In the early 90s, Oliver Shortall joined Banagher Concrete where he was first exposed to floating jetties for marinas. Years later, these systems would inspire his move into offshore wind.
“Banagher was developing a floating pontoon system based on concrete – it was a real eye-opener for me. A specialism that you wouldn’t learn in college,” says Oliver.
In his role as Marinas Manager, Oliver picked up valuable experience at Banagher Concrete over the next 10 years. When the firm secured the Dublin Port Tunnel Project, an opportunity arose for Oliver to buy out the jetty segment of the business.
Floating a solution
In 2002, Oliver and his wife Claire founded Inland and Coastal Marina Systems (ICMS).
The company designs, manufactures and installs all types of floating jetties that allow boats to moor safely and securely. With an initial team of around ten, ICMS began working on leisure marina pontoons, commercial concrete breakwaters, and jetties for council harbours.
“We were extremely lucky to have good people from day one. We added excellent financial, engineers, production, and installation staff along the way”, says Oliver.
With a solid team behind him, he sought out new opportunities.
“About ten years ago, when the first wind farms were being built, we noticed that the maintenance vessels loaded and transferred lots of equipment for their trips. This meant there was a need for specific floating pontoons to berth on,” he says.
Starting a new journey
In 2017, the company began its first offshore wind project with the Swedish energy company Vattenfall in Aberdeen Harbour, Scotland.
Vattenfall had commissioned a bespoke heavy-duty pontoon for Aberdeen Harbour to provide a berthing facility for crew transfer vessels and working vessels. This was during the commissioning and ongoing maintenance of the Aberdeen Offshore Wind Farm.
Offshore wind developers tend to partner with nearby harbours, where a maintenance area can be allocated. The amount of fuel, power and water their vessels carry is critical in determining the size of an area, so the ICMS team needed to find a solution that worked for all parties.
ICMS went about creating a system that optimised the space that Vattenfall would be using and which was tailored to its specific requirements. Once agreed, the ICMS team began by driving three steel piles into the bed of the harbour, which would anchor and secure the jetty.

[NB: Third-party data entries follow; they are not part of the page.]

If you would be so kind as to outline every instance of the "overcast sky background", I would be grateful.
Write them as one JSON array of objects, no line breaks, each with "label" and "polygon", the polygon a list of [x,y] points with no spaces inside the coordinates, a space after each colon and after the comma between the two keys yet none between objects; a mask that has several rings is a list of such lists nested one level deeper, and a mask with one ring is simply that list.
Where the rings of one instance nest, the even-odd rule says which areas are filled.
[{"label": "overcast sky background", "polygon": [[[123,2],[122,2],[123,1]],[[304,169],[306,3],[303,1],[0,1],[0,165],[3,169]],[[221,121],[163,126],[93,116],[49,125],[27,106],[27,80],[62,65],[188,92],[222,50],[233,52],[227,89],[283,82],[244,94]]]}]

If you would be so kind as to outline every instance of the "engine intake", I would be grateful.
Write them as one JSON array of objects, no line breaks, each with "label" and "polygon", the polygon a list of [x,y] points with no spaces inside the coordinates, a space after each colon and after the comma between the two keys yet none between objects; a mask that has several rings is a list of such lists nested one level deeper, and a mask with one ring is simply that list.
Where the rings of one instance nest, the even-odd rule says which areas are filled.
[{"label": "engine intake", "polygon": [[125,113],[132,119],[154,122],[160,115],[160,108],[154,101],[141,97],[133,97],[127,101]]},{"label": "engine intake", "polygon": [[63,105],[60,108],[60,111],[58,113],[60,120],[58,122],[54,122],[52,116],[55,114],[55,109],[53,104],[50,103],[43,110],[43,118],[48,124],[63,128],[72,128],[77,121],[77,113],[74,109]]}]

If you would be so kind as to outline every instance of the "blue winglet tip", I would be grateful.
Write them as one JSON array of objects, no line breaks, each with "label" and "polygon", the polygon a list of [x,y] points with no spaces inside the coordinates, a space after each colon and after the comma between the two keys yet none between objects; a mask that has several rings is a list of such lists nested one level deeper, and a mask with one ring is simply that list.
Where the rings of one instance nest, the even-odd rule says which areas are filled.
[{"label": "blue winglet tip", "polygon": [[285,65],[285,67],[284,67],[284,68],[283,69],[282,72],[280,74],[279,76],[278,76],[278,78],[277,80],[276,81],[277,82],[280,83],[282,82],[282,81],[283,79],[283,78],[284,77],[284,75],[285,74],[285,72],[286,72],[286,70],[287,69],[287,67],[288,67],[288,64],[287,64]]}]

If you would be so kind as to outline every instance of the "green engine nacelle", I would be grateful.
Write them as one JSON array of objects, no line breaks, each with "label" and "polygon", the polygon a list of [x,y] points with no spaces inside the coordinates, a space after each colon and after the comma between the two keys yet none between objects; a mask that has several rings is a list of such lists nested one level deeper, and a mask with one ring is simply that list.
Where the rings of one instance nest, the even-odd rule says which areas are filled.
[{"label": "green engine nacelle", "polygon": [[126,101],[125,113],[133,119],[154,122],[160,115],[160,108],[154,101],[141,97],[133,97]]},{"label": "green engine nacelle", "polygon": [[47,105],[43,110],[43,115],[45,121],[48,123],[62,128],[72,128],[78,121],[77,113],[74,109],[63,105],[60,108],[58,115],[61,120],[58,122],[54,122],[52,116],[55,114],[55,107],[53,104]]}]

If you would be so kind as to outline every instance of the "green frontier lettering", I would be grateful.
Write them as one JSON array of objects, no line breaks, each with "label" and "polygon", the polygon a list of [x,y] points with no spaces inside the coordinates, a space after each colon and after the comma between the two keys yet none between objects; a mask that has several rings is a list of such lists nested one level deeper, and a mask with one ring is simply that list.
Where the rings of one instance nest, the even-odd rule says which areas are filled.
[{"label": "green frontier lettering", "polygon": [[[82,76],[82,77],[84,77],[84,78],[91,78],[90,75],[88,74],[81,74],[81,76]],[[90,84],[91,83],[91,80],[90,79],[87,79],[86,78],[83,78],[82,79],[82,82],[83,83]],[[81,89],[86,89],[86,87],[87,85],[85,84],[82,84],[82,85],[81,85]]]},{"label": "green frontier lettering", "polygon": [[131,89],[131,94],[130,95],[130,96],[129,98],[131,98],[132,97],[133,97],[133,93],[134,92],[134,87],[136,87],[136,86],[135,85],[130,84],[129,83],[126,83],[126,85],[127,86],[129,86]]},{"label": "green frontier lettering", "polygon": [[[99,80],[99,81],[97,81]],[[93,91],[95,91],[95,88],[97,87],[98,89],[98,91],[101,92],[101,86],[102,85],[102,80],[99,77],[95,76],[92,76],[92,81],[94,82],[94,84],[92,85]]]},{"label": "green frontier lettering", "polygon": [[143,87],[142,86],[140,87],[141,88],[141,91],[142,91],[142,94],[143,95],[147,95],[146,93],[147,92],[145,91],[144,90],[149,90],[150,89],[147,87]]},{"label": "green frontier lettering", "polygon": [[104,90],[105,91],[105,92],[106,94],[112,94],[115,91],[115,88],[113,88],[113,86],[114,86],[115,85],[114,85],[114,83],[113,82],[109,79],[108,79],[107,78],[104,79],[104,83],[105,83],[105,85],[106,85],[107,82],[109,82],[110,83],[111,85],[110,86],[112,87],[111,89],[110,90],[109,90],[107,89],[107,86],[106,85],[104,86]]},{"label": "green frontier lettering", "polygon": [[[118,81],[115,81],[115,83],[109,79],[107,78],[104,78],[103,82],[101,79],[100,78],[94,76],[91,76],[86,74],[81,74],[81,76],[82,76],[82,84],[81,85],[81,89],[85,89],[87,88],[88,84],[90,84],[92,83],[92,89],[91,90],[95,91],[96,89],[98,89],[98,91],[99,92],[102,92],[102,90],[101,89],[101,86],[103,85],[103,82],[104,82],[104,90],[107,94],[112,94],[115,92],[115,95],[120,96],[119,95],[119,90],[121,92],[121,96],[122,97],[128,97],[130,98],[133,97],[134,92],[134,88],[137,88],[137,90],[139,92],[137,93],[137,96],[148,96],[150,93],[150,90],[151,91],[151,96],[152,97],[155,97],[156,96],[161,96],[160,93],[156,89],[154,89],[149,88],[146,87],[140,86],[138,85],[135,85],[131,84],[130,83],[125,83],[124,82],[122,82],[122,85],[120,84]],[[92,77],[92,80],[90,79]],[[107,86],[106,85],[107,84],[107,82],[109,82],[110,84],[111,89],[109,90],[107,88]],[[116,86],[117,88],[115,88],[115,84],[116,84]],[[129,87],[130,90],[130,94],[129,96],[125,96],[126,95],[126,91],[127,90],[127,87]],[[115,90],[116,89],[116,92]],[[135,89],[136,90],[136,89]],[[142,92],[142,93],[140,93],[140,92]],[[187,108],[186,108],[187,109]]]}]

“Vattenfall was the first specific crew transfer vessel project we undertook and was a huge learning curve for us. It was a signature project for us and set us on our way,” says Oliver.
Navigating a successful path
After Vattenfall, ICMS’s reputation began to grow in offshore wind. New contracts followed, with Morey East in Fraserburgh, Cobra in Aberdeen, Seagreen Wind Farm in Montrose Port, and NNG in Eyemouth. While the company is still very much active in other sectors, around 15% of its work is now related to offshore wind. That’s seen it increase in size, to a point where it currently employs 40 staff.
ICMS is now well-versed in the challenges that come with offshore wind.
“Every project is different. The number and size of vessels change with every job depending on the wind farm requirements. On top of that, fuel and services will vary depending on the developer’s needs,” he says.
As the Irish offshore industry gains momentum, ICMS continues to innovate and improve how it works with three research and development projects currently in progress.
Building solid foundations
In the meantime, the ICMS team continues to look overseas for new opportunities.
“Without Enterprise Ireland, it was impossible to break into the industry but now the future is looking bright. We’re looking at France and other European countries as well as further afield in the US,”.
ICMS has benefited as part of Enterprise Ireland’s Offshore Wind Cluster. Along with 60 other companies in the cluster, ICMS has worked closely with Enterprise Ireland to establish key contacts and grow within the industry.
“Enterprise Ireland has stuck with us and helped develop an effective cluster that has brought us on immensely,” says Oliver.
“They opened doors and got us in front of customers where we could develop connections and relationships. Look at it this way, we wouldn’t be where we are today without them.”